In 2006, Cisco's issuance of $6.5 billion in debt securities required more than 40 round-trip flights, and the company exchanged more than 2,000 pages of pitch books with its banks. In 2009, Cisco did two debt offerings, but there was no travel at all. Treasury managed the 2009 issuances using Tele-Presence and conference call meetings and exchanging information using WebEx. Treasury estimates it saved more than 70 round trips and 4,000 printed pages in executing the 2009 debt deal.

Treasurer Roger Biscay says all the interviews of candidates for treasury positions are now conducted via TelePresence, rather than flying candidates in for meetings. "We hired our head of EMEA and AsiaPac Treasury and did all the interviews over TelePresence," he says. "On the hiring front alone, there's not a week that goes by that I'm not interviewing someone over TelePresence."

Have all in-person meetings stopped?
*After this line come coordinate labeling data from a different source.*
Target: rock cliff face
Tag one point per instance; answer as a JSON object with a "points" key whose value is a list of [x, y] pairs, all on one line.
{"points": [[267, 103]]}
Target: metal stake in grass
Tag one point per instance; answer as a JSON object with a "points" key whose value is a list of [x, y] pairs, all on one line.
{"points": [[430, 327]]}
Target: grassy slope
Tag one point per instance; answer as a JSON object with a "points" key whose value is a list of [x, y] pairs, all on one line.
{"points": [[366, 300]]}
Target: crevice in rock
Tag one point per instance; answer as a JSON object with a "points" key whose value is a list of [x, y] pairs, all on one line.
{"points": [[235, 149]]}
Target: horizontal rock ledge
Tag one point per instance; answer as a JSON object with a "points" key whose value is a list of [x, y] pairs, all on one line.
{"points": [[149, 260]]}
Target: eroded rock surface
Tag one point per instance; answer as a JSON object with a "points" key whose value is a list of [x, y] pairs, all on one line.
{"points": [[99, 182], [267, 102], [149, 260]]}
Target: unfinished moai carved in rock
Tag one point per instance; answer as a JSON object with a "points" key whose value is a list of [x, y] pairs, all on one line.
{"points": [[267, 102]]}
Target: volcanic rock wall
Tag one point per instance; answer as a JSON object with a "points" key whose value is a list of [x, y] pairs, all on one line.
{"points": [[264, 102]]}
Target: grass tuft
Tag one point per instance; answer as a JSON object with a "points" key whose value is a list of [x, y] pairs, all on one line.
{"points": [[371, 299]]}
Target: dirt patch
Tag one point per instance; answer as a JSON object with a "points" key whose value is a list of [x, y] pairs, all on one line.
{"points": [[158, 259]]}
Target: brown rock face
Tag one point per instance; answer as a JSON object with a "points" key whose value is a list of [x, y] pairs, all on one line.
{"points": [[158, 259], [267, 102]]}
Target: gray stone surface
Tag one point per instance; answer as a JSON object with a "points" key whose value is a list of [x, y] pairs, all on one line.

Biscay says it's still helpful to meet face-to-face with bankers when initiating a new relationship. And existing banking partners might still stop by the office when they're making a trip to the West Coast, Bromberger says, although he points out that such visits might not occur when Cisco most needs to meet.

"With TelePresence, we can get the face-to-face interaction and the access to the right people at the bank when we need it, when there might be a major market move going on, when there might be a major trade," Bromberger says. "That's the beauty of TelePresence–we get that interaction at the right time, when it adds value for Cisco and our shareholders."